ESEMPIO PRATICO. COME RIBADITO poche righe prima a Campiglione Fenile sono presenti due dei maggiori platani della Regione Piemonte; vivono insieme, due tronchi che si elevano e compongono un’enorme semisfera arborea larga, spanna più, spanna meno, una trentina di metri e tanti passi. Ho visitato i due platani che chiamai tempo fa, gli Imbronciati, in diverse stagioni, con la neve come col sole a picco, a gennaio quando la corteccia è visibile e a luglio, quando il popolo vanitoso delle foglie ricopre l’intero organismo in una diffusa ombra magica. Ho misurato nel tempo la crescita di circonferenza di questi tronchi, centimetro dopo centimetro. Lo stesso nome con cui il posto ora è conosciuto, Campo dei Miracoli, è una mia piccola invenzione cucita tra articoli per il quotidiano La Stampa e i primi silvari di varie stagioni orsono. Qui sotto mi sono sbalordito, le prime volte, mi sono appassionato, mi sono autofotografato – selfizzato?! – ho meditato all’alba e ho anche accompagnato alcuni gruppi di etnobotanici ed ecociclisti curiosi.

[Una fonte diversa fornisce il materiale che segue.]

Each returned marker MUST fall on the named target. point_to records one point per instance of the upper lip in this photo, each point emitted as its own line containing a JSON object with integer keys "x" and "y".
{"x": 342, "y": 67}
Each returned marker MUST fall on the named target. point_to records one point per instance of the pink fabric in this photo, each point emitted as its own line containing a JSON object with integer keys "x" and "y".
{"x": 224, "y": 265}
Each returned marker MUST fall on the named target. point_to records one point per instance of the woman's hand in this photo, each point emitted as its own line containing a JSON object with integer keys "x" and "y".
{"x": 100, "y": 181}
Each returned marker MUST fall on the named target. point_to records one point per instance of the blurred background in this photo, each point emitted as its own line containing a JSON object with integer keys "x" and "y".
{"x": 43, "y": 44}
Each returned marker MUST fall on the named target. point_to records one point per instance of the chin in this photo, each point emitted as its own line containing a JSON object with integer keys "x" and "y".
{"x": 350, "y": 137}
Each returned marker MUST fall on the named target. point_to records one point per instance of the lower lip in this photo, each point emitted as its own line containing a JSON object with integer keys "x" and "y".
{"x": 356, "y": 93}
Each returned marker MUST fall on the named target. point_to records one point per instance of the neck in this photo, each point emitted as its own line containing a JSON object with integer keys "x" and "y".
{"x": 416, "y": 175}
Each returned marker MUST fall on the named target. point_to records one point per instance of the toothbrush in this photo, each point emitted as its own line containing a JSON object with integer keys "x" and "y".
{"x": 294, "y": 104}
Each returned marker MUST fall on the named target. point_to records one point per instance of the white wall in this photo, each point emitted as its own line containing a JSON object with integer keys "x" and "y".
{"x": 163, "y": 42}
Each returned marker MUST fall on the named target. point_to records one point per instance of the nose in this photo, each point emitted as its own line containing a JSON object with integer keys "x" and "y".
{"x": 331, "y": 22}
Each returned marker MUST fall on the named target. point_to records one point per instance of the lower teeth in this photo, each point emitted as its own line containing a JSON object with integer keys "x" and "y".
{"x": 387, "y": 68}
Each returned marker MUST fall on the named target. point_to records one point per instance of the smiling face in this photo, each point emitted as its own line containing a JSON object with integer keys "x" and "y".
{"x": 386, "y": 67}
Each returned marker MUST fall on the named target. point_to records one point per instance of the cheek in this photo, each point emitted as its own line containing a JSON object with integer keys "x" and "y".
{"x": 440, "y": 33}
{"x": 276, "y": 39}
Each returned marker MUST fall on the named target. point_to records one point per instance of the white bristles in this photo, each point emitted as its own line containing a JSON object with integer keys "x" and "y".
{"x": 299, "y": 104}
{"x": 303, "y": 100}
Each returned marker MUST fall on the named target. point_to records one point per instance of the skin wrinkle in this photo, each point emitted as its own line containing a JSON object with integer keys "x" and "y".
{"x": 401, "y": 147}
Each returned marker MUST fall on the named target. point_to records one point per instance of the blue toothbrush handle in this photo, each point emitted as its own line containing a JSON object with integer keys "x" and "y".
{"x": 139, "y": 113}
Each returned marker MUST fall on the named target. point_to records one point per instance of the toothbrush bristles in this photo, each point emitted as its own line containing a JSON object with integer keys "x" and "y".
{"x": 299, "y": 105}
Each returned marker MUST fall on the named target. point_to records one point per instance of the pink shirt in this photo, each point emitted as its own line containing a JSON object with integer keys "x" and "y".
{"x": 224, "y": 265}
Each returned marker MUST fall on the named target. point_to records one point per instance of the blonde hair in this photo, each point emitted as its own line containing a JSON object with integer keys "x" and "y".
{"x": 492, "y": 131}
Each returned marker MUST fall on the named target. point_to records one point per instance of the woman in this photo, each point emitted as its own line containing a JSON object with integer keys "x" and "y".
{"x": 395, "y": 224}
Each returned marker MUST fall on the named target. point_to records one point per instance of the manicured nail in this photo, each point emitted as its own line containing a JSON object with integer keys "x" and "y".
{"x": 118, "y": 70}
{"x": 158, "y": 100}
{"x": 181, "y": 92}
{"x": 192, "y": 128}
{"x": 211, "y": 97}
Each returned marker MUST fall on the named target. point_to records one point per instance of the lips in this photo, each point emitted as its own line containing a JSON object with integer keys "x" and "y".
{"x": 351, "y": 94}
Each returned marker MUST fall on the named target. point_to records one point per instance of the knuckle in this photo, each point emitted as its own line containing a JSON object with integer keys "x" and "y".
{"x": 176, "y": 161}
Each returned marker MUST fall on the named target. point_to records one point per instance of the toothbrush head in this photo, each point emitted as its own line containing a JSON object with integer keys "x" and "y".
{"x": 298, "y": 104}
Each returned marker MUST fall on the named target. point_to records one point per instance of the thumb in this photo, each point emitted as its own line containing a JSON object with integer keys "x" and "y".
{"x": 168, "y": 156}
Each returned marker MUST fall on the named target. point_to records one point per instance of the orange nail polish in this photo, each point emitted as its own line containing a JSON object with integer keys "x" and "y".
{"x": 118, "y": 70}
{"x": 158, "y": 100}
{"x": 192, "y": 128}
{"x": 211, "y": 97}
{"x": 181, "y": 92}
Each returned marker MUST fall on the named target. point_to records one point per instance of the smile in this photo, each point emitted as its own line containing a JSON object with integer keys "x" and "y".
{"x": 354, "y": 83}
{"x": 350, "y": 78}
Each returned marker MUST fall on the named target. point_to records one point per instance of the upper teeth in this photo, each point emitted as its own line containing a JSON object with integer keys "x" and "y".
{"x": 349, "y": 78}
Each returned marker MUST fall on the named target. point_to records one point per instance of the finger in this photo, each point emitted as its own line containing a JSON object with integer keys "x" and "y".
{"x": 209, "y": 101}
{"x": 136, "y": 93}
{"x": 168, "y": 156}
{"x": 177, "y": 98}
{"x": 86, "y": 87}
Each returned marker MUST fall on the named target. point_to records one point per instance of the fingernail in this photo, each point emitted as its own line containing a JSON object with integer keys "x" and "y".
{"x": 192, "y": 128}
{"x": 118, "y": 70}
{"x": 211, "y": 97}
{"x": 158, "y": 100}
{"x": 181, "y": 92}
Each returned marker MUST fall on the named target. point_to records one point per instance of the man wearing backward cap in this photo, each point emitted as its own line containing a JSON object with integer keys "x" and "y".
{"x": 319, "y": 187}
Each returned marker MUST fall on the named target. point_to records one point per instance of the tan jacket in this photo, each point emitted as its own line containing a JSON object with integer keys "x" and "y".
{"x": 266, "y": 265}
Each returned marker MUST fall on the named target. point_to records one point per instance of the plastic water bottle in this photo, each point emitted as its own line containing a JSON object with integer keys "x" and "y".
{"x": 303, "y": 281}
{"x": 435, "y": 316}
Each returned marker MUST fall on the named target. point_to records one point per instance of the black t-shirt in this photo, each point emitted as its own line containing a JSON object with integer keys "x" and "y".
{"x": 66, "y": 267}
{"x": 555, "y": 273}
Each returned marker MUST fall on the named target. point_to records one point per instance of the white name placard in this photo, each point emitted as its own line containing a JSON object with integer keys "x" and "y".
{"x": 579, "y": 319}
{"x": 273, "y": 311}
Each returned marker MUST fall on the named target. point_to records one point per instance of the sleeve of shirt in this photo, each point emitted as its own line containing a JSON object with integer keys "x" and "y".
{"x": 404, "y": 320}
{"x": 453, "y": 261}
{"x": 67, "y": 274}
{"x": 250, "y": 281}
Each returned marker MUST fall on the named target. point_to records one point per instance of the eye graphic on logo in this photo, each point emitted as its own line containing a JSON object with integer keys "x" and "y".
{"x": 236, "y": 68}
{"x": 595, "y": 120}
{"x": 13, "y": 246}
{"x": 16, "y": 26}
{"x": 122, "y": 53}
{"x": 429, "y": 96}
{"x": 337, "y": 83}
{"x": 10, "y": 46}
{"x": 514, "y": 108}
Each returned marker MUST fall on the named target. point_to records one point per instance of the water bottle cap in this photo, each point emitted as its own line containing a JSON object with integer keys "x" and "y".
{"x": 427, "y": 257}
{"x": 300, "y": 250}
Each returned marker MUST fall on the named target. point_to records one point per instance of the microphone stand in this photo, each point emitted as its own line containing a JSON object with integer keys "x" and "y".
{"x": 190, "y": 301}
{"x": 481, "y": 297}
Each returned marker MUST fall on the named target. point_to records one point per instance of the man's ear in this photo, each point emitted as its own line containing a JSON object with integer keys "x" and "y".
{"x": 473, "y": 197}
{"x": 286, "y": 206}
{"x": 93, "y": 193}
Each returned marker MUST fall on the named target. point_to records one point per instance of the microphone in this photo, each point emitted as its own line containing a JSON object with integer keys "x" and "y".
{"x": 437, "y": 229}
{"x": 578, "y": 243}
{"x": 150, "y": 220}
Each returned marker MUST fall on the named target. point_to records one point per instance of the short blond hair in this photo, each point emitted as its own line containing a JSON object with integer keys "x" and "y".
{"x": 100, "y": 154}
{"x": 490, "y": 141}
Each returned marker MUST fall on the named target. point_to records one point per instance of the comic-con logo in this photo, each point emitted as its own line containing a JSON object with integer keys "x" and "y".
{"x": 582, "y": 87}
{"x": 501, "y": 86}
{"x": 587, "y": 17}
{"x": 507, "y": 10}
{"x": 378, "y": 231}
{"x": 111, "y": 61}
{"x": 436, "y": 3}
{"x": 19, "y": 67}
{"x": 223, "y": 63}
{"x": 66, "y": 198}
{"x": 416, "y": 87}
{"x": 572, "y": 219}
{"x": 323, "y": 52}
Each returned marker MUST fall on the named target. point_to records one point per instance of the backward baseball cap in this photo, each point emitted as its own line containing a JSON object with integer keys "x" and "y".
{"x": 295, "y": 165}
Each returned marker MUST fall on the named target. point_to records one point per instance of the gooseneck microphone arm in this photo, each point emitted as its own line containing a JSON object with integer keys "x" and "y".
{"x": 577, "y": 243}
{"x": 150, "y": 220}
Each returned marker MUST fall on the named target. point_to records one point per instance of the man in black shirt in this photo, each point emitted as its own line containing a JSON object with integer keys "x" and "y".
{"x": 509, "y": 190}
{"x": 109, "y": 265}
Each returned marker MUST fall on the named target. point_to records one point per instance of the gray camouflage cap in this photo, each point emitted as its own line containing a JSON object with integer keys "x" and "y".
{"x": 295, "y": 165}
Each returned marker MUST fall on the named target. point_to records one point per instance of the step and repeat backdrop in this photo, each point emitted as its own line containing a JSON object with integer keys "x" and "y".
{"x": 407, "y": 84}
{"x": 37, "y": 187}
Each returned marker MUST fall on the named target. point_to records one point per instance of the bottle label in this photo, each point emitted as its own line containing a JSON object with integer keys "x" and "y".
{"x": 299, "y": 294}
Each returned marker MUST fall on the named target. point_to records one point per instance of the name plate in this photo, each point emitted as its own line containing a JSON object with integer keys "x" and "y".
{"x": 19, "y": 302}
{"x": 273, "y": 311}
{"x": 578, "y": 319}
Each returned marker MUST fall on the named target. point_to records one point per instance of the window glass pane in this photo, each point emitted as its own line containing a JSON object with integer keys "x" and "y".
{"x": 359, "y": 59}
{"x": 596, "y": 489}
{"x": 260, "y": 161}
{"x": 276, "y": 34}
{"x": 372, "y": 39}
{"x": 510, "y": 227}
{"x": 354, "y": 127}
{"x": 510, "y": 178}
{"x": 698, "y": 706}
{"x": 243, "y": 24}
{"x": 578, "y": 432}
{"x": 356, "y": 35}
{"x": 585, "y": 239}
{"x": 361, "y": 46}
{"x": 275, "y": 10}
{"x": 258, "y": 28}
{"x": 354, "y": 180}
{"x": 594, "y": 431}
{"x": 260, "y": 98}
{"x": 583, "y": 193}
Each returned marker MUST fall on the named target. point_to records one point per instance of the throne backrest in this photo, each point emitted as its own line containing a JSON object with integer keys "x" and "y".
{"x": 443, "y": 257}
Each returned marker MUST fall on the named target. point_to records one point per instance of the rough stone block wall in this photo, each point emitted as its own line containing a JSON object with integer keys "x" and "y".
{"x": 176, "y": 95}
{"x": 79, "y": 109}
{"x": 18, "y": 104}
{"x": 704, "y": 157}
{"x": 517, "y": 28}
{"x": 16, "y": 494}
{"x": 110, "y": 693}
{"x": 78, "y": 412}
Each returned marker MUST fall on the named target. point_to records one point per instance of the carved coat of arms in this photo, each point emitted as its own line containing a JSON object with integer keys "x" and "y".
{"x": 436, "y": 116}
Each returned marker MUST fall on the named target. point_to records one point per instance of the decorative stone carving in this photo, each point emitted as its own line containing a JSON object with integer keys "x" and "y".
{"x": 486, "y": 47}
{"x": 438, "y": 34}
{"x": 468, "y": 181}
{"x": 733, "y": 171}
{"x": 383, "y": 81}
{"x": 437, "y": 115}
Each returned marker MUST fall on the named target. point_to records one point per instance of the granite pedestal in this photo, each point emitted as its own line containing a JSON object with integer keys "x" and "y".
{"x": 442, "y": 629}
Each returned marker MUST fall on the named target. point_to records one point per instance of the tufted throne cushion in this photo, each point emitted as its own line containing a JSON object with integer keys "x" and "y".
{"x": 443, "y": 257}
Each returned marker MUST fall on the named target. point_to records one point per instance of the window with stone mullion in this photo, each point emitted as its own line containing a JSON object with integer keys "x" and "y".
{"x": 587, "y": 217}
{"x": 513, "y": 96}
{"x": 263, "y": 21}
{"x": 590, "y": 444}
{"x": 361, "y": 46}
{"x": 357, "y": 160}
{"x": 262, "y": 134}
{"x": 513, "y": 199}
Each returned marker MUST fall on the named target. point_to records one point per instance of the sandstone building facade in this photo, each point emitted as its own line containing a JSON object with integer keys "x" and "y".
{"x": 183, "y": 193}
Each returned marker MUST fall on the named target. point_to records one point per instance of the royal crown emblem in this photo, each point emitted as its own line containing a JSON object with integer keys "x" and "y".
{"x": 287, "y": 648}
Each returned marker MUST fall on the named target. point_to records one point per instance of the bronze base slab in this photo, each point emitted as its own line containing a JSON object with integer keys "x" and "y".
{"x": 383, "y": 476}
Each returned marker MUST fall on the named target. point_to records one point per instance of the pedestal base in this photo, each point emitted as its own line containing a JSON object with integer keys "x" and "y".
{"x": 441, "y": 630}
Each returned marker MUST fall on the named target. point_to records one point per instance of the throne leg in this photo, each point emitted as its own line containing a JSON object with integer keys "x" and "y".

I DUE GRANDI MAESTOSI PLATANI di Campiglione Fenile, oramai una tappa obbligata per molti cercatori di alberi, per arbonauti, per viandanti, mi hanno sempre accolto nel loro silenzio. Ogni volta mi inchino alle loro forme prepotenti, sauresche, mi inginocchio e poso la mia schiena contro i loro tronchi. E resto qui, nel mio dolce far niente, ad attendere un loro brontolio, uno scuotimento di fronda. Cinquant’anni fa i bambini vi venivano a giocare, quando le recinzioni non esistevano salivano sui rami lunghissimi – anche fino a 10/12 metri – che ancora erano sospesi, a mezz’aria, e li stavano a dondolarsi, consumavano diversi momenti qui, fortificando i loro ricordi. Chi oggi può ancora farlo? Gli audaci che entrano dalla porticina di legno spesso malmessa a causa del transito di chi l’aveva trovata chiusa. Ma lo stesso potrei dire di alcuni alberi delle nostre città, certi ficus del sud, tra Cagliari, Napoli, Palermo, Catania o Reggio Calabria, certi platani tra Milano e Bologna, Torino e Firenze e Roma. Quel silenzio misterioso che abita questi testimoni del tempo che vola per fortuna non sarà mai recintato, ma come condividerlo se gli alberi saranno separati da noi come se fossero la Gioconda, un Van Gogh o un prezioso Stradivari?